The Linux system has strict authority management for hardware devices. By default, ordinary users cannot directly access serial devices. This command allows all users to read and write to these devices.
⚠️ This setting will be invalid after restarting. If you want to be permanent, you can add your users to the 'dialout' group:
# Add the current user to the dialout group (permanently resolve the permission issue)
sudo usermod -a -G dialout $USER
The modification requires logout and logon again to take effect.
4.10 Step 10: Configure Groq API Key
This project uses Groq's cloud AI service for speech recognition and intent understanding. You need to register a Groq account and get the API Key.
To obtain the API Key:
-
Open the browser and visit the https://console.groq.com/keys
-
Register an account (you can use email or GitHub account)
-
After logging in, click "Create API Key"
-
Copy the generated Key (format is similar to' gsk_xxxxxxxxxxxx)
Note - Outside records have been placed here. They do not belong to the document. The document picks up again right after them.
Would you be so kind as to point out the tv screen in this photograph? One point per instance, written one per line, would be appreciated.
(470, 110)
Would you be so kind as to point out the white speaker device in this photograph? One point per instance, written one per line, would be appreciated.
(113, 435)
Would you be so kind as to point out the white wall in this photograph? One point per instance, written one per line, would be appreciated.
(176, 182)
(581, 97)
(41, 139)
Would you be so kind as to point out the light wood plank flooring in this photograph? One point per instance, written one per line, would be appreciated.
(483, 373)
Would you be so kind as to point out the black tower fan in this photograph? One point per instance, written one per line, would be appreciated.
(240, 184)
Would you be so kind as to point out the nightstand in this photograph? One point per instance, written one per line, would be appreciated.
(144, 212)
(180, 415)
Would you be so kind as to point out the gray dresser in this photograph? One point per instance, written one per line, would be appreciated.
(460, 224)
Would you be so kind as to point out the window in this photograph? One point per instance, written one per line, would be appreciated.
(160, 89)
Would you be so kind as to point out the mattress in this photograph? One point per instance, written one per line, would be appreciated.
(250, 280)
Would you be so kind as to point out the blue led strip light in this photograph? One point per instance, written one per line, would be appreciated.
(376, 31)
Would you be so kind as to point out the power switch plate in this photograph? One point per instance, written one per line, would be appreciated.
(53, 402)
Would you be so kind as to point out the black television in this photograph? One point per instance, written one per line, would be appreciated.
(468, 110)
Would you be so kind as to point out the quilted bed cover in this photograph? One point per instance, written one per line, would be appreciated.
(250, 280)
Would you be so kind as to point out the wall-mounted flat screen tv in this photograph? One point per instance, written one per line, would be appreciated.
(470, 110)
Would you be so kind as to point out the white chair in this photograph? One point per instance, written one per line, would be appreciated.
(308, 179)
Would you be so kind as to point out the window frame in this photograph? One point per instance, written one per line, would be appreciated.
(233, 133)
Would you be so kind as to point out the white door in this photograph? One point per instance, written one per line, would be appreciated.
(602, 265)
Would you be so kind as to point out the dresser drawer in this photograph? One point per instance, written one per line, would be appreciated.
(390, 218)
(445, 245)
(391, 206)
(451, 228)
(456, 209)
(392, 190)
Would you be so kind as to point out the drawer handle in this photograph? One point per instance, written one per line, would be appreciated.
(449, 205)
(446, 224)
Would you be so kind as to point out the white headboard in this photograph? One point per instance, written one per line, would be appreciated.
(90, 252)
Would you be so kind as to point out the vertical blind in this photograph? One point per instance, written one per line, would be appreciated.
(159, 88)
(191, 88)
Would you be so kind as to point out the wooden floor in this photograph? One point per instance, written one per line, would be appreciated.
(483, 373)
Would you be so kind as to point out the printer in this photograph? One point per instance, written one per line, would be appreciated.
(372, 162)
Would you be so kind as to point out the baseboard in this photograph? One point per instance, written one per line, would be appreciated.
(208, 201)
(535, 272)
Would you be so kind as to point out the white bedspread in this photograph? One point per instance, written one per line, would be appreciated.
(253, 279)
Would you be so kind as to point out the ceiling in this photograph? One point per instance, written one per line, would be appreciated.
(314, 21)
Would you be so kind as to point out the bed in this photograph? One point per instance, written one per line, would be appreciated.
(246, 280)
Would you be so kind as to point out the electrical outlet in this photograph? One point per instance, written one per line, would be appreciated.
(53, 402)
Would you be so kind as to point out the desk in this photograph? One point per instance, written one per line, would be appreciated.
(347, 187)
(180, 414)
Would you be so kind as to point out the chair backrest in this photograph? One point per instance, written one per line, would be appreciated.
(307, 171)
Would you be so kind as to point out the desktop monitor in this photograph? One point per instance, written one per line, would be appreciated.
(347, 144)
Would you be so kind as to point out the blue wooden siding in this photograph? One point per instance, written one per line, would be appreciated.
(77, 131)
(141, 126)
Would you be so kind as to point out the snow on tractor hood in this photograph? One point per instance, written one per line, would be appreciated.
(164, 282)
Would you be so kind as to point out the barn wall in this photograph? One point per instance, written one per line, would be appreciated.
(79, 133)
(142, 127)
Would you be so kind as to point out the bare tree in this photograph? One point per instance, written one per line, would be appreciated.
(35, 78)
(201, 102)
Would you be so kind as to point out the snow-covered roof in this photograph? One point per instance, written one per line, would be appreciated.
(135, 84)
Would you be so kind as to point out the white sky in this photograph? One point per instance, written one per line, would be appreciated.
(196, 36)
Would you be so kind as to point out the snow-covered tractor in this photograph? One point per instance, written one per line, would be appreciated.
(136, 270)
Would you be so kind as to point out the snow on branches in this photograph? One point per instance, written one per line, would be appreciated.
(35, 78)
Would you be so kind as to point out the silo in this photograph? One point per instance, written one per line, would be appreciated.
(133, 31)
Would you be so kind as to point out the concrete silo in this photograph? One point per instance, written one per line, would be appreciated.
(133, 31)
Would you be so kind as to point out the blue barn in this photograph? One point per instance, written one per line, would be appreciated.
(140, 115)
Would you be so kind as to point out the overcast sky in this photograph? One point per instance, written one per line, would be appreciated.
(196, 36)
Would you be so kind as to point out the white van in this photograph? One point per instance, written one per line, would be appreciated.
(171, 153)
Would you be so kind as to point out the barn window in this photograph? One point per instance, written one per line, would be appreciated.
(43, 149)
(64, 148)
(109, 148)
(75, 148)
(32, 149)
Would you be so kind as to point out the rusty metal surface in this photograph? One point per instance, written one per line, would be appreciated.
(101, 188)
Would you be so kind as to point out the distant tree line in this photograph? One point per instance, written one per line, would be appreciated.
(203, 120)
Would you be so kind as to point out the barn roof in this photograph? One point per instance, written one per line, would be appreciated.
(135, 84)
Configure the API Key in the code:
# First return to the main project directory
cd ~/reBot-Arm-reSpeaker-Flex
# Edit the main program file
nano sound_tracking_arm.py
Find the following section in the file (approximately around line 60):
VOICE_CFG = {
"api_key": "12345678", # ← Replace this line with your actual API Key
...
}
Replace '"12345678"' with the API Key you just copied, for example:
"api_key": "gsk_aBcDeFgHiJkLmNoPqRsTuVwXyZ",
Save the file: Press 'Ctrl O', then 'Enter', then 'Ctrl X' to exit.
⚠️ Safety Reminder:
-
Don't share your API Key to a public code repository or forum
-
Don't send API Key screenshots to social media
-
If the API Key is leaked, please delete it in the Groq console and generate a new one.
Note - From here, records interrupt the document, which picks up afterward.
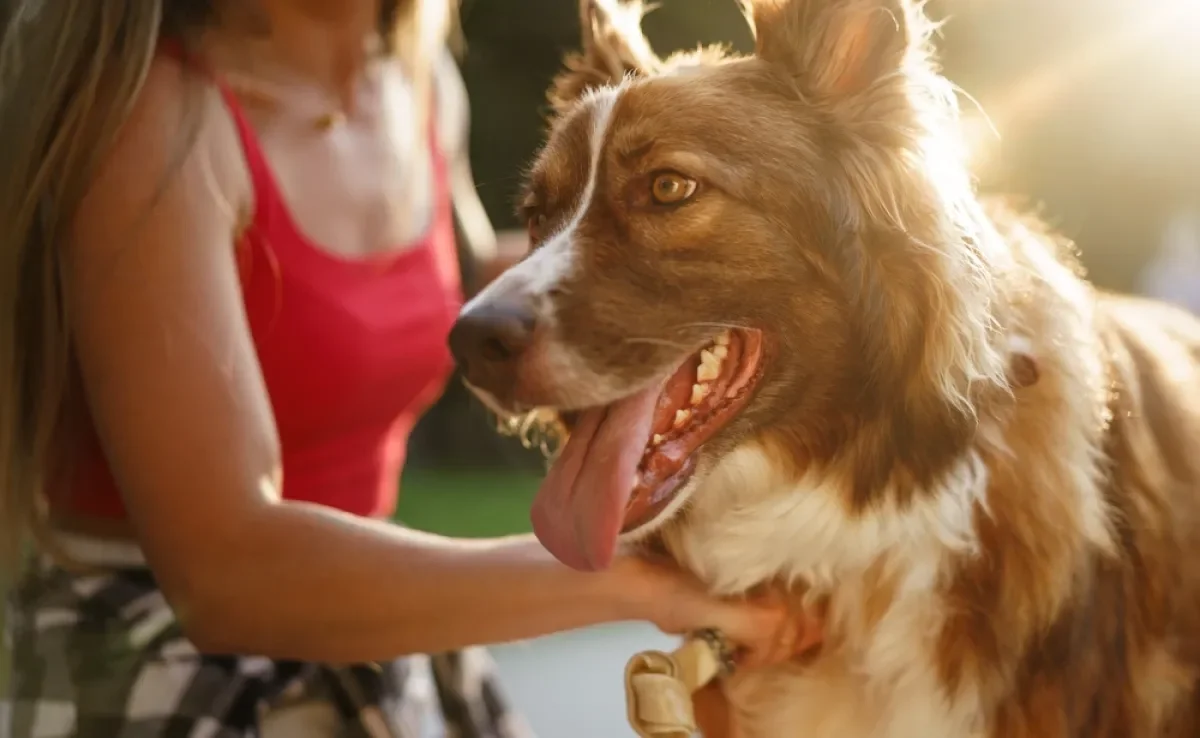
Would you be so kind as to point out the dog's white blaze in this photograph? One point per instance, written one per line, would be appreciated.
(557, 258)
(556, 261)
(750, 525)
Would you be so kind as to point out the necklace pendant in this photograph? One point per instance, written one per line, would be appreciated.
(330, 120)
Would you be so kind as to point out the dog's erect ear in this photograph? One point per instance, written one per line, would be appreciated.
(834, 48)
(613, 46)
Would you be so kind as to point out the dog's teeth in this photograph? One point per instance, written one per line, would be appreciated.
(709, 366)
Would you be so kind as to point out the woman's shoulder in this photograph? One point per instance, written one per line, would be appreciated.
(175, 126)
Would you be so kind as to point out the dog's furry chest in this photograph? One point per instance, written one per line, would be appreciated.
(875, 580)
(875, 677)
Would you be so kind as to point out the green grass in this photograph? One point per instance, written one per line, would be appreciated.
(471, 504)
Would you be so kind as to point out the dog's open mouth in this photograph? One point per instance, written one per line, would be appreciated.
(624, 463)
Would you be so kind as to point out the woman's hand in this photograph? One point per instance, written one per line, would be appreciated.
(765, 629)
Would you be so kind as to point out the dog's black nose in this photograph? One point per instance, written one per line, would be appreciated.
(487, 339)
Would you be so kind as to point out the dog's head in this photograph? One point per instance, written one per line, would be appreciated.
(780, 246)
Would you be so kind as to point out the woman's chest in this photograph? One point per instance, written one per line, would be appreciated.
(352, 345)
(359, 185)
4.11 Step 11: Network Proxy Settings (if needed)
If you are in mainland China or in certain network environments, you may not be able to access Groq's services directly. Test it first:
# Test whether Groq can be accessed
ping console.groq.com -c 3
If you can receive a reply (display time), it means that the network is normal and you can skip this step.
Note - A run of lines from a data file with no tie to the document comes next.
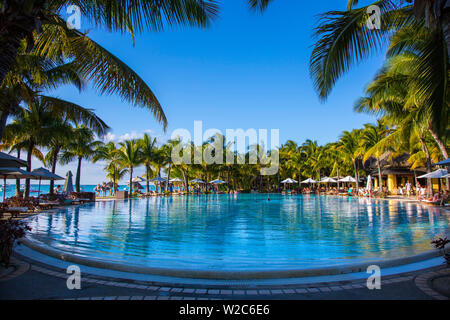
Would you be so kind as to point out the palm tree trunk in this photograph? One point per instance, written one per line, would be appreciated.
(3, 118)
(54, 161)
(26, 194)
(427, 153)
(356, 175)
(380, 178)
(147, 176)
(131, 180)
(440, 143)
(168, 177)
(18, 180)
(78, 178)
(446, 27)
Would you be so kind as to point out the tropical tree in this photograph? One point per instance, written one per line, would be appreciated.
(21, 20)
(372, 145)
(82, 147)
(349, 146)
(130, 156)
(148, 146)
(108, 152)
(39, 122)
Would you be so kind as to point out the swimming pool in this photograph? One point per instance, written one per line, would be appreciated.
(241, 232)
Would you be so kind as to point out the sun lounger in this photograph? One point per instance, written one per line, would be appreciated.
(16, 211)
(48, 204)
(80, 200)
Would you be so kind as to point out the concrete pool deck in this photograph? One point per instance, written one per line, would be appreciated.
(32, 280)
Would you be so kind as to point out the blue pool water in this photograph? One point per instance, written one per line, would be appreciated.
(242, 232)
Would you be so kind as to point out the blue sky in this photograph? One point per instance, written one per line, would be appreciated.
(248, 70)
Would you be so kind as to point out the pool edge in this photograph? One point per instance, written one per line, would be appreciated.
(226, 275)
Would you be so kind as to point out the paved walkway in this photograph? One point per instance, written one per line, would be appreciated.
(31, 280)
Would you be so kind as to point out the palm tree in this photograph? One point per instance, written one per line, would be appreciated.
(130, 156)
(82, 147)
(148, 150)
(30, 76)
(349, 146)
(22, 19)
If 'unknown host' or 'Request Timeout' is displayed, the proxy needs to be configured.
How to configure the agent:
Edit 'sound_tracking_arm.py 'again and find the 'proxy' entry in the 'VOICE_CFG:
VOICE_CFG = {
...
"proxy": None, # ← Change it to your proxy address
}
For example, if your proxy address is' http:// 192.168.4.7:7897 ':
"proxy": "http://192.168.4.7:7897",
💡How do I know my proxy address?
-
If you use Clash: usually at 'http:// 127.0.0.1:7890'
-
If you use v2rayN: usually at 'http:// 127.0.0.1:10809'
-
If it is a LAN proxy server: Please ask the network administrator
-
The proxy format is usually: 'http:// IP address: port number'
5. hardware connection and assembly
5.1 hardware connection steps
Now that all the software has been installed, let's connect the hardware.
Step 1: Connect reSpeaker Flex
-
Connect reSpeaker Flex to computer with USB-A to USB-C cable
-
After connection, the indicator light on the reSpeaker Flex should light up
-
Enter 'lsusb' in the terminal and you should be able to see the equipment of Seeed Studio.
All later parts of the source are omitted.